For their “Dog of the Week” segment (a staple on their show at the time), instead of picking a terrible movie, the critics singled out Chase as the worst part of the show. But as they were dunking on him, Chase appeared on the TV behind them and started making goofy faces. Due to the over-the-top gestures, the audience seemed to miss hearing Siskel, who was describing Chase’s hands in an earlier film role, utter the phrase “one of the great acting hand jobs of all time.”
Incidentally, the three of them would later repeat the gag in person, when Siskel and Ebert ripped into Chase’s film career during an appearance on The Tonight Show with Johnny Carson.
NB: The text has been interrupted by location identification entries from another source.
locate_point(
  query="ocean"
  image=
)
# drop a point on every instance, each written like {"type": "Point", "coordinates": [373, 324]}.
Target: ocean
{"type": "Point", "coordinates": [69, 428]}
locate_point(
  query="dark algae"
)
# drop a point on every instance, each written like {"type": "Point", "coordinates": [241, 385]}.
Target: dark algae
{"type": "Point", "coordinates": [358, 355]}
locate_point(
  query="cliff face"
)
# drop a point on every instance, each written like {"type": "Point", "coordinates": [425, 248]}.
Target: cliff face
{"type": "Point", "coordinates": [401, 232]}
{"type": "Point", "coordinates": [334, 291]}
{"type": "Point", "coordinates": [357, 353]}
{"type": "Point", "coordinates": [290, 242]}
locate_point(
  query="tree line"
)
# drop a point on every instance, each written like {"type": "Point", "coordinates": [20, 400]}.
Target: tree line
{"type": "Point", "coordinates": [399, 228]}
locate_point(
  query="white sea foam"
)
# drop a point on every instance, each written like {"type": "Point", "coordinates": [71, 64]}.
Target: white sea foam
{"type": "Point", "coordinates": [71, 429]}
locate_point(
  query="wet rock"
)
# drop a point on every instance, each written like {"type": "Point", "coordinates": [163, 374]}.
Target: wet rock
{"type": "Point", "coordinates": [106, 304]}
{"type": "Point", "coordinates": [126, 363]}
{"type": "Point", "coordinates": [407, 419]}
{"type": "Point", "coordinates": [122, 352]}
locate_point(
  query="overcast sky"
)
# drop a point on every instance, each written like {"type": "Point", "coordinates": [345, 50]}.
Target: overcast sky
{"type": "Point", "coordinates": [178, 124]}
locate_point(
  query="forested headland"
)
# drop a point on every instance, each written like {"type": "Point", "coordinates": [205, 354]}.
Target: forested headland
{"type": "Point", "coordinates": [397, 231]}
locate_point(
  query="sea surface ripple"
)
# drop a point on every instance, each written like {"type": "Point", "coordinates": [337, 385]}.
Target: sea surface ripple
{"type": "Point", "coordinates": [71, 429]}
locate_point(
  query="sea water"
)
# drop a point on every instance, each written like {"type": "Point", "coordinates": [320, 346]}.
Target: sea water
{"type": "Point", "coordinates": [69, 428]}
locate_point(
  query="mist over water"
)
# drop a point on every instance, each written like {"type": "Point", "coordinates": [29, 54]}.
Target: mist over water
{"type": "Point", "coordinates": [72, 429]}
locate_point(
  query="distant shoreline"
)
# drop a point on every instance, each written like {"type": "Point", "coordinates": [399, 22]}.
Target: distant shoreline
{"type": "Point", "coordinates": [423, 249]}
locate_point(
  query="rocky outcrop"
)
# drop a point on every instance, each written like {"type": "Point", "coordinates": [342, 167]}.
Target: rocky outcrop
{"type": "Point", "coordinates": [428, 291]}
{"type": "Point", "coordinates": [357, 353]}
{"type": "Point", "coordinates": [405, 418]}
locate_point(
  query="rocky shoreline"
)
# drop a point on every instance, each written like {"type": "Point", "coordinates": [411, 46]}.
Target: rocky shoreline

While the sketch ultimately went well, according to the book Opposable Thumbs by Matt Singer, the rehearsal “went poorly.” Why? Well, because Siskel and Ebert were squabbling over whose part was bigger, eventually prompting Ebert to “count every word of dialogue” to ensure that they “each had exactly the same-sized part.”
The sketch was funny enough that Siskel and Ebert returned to SNL multiple times, including in 1985 for a special Saturday Night Live Film Festival, in which they presented, and critiqued, past SNL short films along with Billy Crystal.
Of course, their past association with SNL didn’t stop them from later eviscerating A Night at the Roxbury.